Initially, I regarded it as a cake with essentially the same ingredients, of text and context, that had simply been renamed. But when viewed through the lens of Module C, the idea of a ‘conversation’ between an older and newer text takes on a different hue. The syllabus asks the students to consider the process of reimagining and reframing a text, or aspects of a text, which is exactly what they have been doing since they set foot into the workshop of Reading to Write. It not only invites them to reconsider the way a text resonates with older texts, but it also includes them in the organic and creative re-shaping of a text that can occur with time and shifts in context.
Viva Voce
Ever since Extension 2 was introduced in 2001, I have thought that the Viva Voce was the most authentic and ‘enjoyable’ task on the assessment calendar for Stage 6, but haven’t really been able to work out a way to replicate it in the other courses. This year, at the end of Term 2, we ran a viva voce (mandatory but non-assessable) task in Advanced English, with each student having the chance to discuss the purpose, form and language choices of a suite of writing that they would submit for the portfolio task (our main Module C task). In each interview there was that familiar note of authenticity as the students explained from where their ideas had come, or the role of research and workshopping in the shaping of their work. It was the moment that they finally showed themselves as hands on, ‘crafty’ students involved in developing pieces of writing that reflected their own values, interests, thoughts and creativity.
Final Thoughts
Several years ago, I began setting aside an hour or two each weekend specifically for imaginative writing. Truth be told, I head off to the local shopping centre, buy a coffee and two cinnamon donuts and sit in a quiet corner and write.

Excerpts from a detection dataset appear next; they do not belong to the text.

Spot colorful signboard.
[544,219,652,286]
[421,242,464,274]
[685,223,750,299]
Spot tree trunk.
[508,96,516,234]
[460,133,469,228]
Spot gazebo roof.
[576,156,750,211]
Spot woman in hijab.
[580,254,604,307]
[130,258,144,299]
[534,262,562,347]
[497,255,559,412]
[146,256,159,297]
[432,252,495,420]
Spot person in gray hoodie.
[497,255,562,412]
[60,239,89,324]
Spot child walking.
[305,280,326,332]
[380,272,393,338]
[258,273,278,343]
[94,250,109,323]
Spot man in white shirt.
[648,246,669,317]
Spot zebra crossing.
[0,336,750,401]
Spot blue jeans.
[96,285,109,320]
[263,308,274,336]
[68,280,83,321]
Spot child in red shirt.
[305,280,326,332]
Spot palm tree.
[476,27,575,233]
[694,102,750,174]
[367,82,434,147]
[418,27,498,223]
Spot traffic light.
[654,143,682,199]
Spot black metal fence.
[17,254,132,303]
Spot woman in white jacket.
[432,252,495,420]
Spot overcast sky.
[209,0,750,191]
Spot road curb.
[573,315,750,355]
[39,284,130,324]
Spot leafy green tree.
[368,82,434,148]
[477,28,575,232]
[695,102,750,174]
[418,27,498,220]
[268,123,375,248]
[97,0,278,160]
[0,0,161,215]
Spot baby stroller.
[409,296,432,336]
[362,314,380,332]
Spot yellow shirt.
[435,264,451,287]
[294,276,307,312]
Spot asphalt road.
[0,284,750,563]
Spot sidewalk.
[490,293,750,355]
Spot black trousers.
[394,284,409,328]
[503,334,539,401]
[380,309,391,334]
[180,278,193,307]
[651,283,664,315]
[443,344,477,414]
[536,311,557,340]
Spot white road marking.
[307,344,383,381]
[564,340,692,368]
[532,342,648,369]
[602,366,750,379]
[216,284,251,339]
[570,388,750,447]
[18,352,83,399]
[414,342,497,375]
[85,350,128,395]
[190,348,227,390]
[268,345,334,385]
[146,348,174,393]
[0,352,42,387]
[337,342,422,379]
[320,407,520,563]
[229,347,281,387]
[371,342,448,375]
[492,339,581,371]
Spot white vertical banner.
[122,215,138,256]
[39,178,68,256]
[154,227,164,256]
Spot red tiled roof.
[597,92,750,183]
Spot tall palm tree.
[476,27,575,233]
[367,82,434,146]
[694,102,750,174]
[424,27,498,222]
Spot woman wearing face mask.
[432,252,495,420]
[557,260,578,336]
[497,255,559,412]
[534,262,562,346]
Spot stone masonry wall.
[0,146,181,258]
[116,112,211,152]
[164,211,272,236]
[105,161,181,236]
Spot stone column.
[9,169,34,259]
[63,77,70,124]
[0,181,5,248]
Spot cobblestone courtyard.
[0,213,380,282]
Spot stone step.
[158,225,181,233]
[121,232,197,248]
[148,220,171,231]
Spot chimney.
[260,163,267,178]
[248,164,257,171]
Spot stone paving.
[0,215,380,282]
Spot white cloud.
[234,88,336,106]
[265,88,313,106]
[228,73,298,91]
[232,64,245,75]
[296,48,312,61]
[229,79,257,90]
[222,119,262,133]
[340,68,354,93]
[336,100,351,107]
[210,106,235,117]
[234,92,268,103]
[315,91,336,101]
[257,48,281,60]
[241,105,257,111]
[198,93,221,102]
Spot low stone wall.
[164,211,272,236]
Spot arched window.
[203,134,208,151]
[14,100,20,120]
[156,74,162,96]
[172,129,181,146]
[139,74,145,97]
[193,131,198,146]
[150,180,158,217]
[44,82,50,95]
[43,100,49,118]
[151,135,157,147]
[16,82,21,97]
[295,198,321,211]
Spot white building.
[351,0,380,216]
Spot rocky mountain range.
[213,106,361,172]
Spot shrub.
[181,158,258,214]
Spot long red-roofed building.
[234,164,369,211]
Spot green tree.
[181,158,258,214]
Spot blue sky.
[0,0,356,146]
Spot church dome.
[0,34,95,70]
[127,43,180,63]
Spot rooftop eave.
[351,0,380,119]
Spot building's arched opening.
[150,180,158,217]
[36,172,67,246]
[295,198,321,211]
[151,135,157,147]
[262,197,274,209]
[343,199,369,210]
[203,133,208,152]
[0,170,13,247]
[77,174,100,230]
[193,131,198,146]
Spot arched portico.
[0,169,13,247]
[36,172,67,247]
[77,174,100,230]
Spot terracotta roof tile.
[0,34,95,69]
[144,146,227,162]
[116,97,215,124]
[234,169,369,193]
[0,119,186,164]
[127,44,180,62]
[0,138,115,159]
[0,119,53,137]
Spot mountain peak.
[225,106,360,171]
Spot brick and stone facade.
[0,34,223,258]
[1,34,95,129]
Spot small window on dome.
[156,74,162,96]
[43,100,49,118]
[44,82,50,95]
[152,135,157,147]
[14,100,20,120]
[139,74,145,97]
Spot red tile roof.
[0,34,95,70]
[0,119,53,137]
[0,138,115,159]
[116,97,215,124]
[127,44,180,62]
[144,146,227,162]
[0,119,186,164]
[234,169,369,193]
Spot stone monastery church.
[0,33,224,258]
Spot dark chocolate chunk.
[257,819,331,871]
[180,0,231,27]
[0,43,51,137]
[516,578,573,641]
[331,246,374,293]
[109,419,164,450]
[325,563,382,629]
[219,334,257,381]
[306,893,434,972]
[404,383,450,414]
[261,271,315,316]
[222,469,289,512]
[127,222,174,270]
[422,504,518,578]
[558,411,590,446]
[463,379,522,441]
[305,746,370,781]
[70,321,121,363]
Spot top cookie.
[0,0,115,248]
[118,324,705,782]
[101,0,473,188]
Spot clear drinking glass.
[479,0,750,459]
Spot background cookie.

It quickly became one of the most enjoyable moments of my week, something to which I’d look forward. But it also changed the way I read books, as a particular passage in a Winton or Mantel novel can often stop me in my tracks, forcing me to ponder its magic. Now I have to have a pen with me as I read, to underline a startling metaphor or circle a description of place.
This is how I would like my students to engage with the craft of writing, both their own and others. And while there is the ongoing debate about whether Module C is best taught as a stand-alone, or as an integrated unit, I have formed the conviction that it offers them the tools and skills and thinking that will be very useful for them at every step of the Stage 6 journey through English.
Steve Henry is currently Head Teacher of English at Cherrybrook Technology High School and has taught senior English for the many years. Steve is currently the Supervisor of Marking in the Texts and Human experiences module. He has been involved in writing study guides and articles for the Sydney Morning Herald and the ETA on a range of HSC topics. Steve has a love for creative and innovative writing and is the presenter on Richard III/Looking for Richard for the ETA’s online learning project in partnership with Edrolo.